Jan Kok, Radboud Universiteit Nijmegen
Fabian Drixler, Yale University
The Sinhalese of Sri Lanka are among the few people in the world practicing polyandry, at least they did so until the mid-20th century. The practice has been associated with the land fragmentation caused by partible inheritance, which included daughters. Dutch colonial extraction policies made it difficult to expand farm land as this would come at the cost of the cinnamon forests, which the Dutch had claimed as their own. To relieve the pressure on the family estate, brothers had several options: they could share a wife, kill some of their infants, or move away from the family estate to marry uxorilocally. The result were very low male fertility rates.
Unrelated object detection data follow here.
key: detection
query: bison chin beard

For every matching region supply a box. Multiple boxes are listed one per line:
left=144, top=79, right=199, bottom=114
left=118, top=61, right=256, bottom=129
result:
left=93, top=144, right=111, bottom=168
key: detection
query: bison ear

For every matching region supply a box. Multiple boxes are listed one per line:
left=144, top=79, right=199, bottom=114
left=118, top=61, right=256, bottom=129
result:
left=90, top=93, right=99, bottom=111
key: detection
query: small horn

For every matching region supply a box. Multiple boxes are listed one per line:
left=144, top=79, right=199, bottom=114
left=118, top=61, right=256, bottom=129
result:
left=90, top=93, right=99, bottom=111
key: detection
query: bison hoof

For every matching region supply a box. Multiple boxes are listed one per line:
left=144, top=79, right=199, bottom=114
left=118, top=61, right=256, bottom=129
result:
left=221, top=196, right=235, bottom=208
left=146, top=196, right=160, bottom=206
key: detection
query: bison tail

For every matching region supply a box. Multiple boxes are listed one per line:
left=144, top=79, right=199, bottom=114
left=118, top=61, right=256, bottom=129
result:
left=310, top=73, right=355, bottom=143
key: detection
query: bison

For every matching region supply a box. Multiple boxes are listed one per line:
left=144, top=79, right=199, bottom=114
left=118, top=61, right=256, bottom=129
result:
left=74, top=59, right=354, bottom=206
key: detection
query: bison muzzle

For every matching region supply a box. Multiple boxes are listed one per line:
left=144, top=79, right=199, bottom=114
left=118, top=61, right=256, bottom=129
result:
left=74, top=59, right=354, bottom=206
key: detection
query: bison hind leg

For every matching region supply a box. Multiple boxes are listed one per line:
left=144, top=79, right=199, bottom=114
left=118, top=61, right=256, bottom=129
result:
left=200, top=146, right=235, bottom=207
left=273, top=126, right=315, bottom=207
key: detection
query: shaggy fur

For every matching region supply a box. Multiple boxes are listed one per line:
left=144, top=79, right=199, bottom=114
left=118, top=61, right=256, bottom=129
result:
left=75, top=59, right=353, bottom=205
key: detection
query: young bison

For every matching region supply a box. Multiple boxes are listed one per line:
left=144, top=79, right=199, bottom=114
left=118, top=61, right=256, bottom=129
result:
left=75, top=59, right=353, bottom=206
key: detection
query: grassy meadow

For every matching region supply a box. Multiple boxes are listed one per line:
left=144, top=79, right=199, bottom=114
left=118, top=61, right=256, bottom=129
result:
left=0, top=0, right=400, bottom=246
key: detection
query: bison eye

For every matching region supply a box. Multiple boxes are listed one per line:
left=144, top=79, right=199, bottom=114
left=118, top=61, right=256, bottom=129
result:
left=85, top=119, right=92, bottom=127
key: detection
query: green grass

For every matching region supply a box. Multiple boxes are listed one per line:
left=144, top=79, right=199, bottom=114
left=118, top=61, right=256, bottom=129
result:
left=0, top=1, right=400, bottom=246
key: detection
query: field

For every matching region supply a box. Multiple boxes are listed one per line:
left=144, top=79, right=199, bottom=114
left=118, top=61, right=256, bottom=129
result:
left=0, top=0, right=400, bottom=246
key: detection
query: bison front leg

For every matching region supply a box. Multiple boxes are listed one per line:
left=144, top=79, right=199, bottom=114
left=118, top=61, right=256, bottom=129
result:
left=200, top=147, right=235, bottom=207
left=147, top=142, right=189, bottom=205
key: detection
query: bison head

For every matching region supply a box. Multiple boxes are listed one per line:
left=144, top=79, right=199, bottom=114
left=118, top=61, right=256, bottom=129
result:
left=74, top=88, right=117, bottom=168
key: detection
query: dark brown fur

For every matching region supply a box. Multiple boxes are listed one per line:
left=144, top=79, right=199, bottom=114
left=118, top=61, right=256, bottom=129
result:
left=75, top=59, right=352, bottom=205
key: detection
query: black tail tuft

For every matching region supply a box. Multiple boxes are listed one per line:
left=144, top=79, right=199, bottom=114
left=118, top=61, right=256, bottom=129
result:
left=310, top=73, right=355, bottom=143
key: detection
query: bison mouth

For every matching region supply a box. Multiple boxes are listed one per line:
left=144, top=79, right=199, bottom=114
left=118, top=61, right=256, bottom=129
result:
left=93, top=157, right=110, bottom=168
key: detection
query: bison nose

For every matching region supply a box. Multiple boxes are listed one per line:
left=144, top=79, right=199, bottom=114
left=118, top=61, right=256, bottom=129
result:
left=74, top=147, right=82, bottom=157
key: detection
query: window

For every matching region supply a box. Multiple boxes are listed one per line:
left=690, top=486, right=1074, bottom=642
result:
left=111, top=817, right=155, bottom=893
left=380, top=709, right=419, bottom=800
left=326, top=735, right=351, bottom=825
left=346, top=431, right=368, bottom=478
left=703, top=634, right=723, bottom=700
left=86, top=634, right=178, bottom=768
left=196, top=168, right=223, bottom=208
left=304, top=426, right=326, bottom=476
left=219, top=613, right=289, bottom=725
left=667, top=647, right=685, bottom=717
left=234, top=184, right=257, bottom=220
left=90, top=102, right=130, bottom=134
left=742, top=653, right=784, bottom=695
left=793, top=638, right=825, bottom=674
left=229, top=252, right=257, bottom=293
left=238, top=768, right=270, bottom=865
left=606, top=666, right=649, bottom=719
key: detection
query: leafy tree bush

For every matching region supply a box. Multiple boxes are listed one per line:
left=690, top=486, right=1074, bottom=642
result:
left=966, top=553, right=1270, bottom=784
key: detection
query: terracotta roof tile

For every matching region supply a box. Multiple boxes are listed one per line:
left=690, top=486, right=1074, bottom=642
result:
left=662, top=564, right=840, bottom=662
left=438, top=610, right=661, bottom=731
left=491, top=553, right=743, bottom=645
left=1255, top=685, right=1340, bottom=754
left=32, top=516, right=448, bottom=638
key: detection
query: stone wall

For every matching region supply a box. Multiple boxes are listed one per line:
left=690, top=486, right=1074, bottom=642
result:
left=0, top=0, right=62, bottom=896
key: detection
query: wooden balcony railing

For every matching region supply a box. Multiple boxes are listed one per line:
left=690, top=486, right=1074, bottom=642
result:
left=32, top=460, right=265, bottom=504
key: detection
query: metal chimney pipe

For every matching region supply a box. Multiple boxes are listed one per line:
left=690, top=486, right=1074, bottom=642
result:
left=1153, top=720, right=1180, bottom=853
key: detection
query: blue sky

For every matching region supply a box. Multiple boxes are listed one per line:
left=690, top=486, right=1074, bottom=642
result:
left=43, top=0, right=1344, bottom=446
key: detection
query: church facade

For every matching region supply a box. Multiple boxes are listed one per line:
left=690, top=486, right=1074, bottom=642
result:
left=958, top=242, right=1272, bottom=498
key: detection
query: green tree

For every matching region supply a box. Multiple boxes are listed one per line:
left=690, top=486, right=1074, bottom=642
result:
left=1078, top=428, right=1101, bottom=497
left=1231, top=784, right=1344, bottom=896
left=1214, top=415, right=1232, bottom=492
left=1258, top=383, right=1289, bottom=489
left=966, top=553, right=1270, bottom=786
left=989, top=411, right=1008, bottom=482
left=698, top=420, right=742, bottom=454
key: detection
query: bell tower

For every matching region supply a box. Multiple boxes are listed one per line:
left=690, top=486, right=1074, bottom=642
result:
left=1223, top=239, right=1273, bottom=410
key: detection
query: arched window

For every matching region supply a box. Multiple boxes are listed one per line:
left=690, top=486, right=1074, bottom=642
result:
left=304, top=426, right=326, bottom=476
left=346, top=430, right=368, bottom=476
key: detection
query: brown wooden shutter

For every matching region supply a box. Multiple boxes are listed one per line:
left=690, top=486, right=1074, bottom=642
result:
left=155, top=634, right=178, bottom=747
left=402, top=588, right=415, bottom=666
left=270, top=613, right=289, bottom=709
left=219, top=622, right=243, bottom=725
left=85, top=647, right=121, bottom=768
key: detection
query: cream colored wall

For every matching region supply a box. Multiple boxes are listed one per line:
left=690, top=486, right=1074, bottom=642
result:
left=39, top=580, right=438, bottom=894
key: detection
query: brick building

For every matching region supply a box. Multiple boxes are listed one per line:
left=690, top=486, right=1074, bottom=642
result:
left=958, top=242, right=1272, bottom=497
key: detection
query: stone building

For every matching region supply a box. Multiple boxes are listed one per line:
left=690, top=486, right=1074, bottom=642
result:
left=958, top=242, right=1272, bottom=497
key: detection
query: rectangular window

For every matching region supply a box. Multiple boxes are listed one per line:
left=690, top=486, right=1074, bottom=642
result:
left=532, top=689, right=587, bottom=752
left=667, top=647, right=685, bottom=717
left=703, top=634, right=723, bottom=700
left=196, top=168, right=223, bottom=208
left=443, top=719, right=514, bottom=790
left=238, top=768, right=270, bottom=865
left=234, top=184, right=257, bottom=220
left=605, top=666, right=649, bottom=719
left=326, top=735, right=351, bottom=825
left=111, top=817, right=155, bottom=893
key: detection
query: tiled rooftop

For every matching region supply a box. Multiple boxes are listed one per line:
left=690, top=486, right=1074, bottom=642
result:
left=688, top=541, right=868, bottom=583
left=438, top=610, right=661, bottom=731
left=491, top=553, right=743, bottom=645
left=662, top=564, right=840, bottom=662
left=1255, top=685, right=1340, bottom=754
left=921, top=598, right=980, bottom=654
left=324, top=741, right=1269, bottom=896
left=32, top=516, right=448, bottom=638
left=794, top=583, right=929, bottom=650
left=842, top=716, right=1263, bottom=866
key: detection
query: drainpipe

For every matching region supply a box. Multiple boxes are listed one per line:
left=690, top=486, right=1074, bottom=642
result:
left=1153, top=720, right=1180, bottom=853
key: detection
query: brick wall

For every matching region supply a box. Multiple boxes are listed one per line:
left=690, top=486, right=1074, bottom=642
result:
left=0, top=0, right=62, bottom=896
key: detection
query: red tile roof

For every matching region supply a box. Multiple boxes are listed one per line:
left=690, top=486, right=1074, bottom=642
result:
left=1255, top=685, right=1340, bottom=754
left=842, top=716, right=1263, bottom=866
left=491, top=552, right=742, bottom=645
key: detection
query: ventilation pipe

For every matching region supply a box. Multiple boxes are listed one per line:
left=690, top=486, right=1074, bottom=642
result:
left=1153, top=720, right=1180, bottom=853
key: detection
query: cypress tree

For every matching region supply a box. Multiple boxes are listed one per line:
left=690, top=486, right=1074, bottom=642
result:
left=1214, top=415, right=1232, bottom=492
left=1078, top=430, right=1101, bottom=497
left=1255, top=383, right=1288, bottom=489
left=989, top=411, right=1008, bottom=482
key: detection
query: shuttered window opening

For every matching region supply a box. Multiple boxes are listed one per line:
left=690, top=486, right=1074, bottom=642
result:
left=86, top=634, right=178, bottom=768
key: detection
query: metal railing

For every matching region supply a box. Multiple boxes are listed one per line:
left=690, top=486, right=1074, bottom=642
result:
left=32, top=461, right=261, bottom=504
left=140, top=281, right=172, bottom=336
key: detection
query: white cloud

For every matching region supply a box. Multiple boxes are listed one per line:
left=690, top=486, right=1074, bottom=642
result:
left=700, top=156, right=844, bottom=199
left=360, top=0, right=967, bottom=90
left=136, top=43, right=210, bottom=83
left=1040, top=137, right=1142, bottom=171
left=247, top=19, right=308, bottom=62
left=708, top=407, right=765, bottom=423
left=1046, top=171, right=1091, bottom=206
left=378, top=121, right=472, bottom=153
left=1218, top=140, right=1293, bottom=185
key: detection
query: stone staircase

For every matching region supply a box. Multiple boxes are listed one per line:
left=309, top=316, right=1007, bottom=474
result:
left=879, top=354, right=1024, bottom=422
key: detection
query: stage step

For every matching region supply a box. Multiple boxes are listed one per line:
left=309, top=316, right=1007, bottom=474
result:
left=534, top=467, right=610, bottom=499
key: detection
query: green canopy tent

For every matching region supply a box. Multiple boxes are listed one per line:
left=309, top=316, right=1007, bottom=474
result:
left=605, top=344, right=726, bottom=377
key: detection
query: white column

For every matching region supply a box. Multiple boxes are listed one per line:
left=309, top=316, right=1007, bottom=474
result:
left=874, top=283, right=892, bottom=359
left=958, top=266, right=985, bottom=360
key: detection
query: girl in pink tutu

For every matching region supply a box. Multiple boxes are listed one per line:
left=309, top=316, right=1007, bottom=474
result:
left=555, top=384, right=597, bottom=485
We study this fertility regime by analyzing the population registers the Dutch created for coastal Ceylon, which have been preserved for 1695 and 1760-1770. These so-called thombos describe the family estates in great detail: not only rice acreage and number of fruit trees, but also the type of ownership and the labor services and taxes due to the Dutch East India Company. Furthermore, the individuals living on the land are mentioned by name, gender, age, caste, disabilities and kin relations. The sources allow us to study consumer-producer ratios per estate, which can help us to distinguish between estates or villages with high and low pressure on the land. This, in turn may help us to understand what conditions favored polyandry and infanticide. As births as such were not registered, we have to reconstruct fertility history by combining age and number of surviving children with estimates of age-specific mortality. This Own Children Method is commonly applied to mothers and children. In our chapter, we apply it to fathers to reconstruct fertility from the equally salient perspective of men.